According to a Lifelock survey, despite all the news stories about the Heartbleed security bug and how it may have compromised our online accounts, only half of us actually got around to changing our online passwords.
The survey asked a simple question: after people heard about the Heartbleed bug, had they changed their passwords for their online accounts?
Nearly half, 47%, had not. When asked why not, the ones who had not changed their passwords gave the following answers:
- 44% weren’t concerned about the security issue.
- 29% simply hadn’t gotten around to it yet.
- 12% said that the thought of changing all their passwords was too overwhelming.
Are we apathetic? Do we simply think that we aren’t affected by this bug? Or maybe we just are too busy? In any event, many of our online accounts remain at risk because half of us have not taken the simple step of changing our passwords.
A Brief Explanation of Heartbleed
Many online retailers and banks use secure websites (those that start with HTTPS) to secure data being sent to and from their websites. You can identify secure websites by the small lock symbol that appears next to them in the URL field.
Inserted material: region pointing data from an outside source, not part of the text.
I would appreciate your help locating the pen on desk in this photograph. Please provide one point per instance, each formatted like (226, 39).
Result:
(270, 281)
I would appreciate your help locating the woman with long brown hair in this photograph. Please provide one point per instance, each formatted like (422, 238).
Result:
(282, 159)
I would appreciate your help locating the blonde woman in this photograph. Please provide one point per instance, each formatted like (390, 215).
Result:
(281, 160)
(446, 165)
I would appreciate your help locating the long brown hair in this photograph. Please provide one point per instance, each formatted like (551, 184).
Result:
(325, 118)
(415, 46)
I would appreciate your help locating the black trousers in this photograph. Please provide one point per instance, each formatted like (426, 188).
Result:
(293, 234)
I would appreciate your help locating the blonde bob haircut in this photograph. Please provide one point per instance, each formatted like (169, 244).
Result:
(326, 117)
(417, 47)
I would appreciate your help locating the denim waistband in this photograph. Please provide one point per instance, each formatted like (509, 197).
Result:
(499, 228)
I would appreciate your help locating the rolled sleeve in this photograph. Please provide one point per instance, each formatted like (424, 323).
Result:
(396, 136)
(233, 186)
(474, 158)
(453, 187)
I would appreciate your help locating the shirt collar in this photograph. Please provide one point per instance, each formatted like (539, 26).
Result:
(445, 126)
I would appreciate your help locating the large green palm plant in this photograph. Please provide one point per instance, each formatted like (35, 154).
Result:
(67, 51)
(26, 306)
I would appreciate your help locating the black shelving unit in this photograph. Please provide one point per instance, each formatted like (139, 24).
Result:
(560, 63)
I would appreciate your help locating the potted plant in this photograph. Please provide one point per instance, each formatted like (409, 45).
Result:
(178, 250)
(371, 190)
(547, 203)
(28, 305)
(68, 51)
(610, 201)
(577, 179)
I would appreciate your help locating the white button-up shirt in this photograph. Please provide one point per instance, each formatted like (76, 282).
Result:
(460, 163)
The Heartbleed bug allowed attackers to decrypt and steal supposedly secure data captured in an encrypted web session. In a nutshell, this bug made it possible for hackers to steal information that was supposedly encrypted, including our account passwords. And since the flaw was undetected for nearly two years, no one really knows how many passwords were swiped during that time.
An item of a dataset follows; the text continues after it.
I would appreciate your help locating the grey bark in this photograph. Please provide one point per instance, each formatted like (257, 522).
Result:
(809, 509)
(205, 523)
Many security experts have called Heartbleed one of the biggest vulnerabilities ever found on the Internet and urgently called on everyone to change their passwords immediately.
As many as half a million websites were susceptible to the bug, including Facebook, Yahoo!, Google, YouTube, and Wikipedia.
Changing Passwords is Not Hard, and You Should Do It Now
Even though the security flaw has been fixed, we are still at risk if we haven’t changed our online passwords, especially those critical accounts, like email, online retailers, and banks.
The best thing you can do to make sure you aren’t a victim of this bug is to stop whatever you are doing and change your online passwords for all of your online accounts, at least the most important ones.
Below are some good safety tips when choosing passwords:
- Don’t use your name, your children’s names, your pet’s name, or anything that is easily guessable, such as your date of birth.
- Randomly substitute numbers for letters that look similar. For example, use ‘@” for the letter “a.”
- Randomly use capital letters (e.g., Mod3l@F0rd).
- Use a place you love, a specific car, or a favorite restaurant.
- Use a random password generator and organizer like LastPass (https://lastpass.com/) to create, organize, and store your online passwords.
Remember, once our online accounts are compromised, we can’t put the genie back into the bottle. And if you are part of that 47% who have heard about the Heartbleed bug but not gotten around to changing your online passwords, there is no time like the present.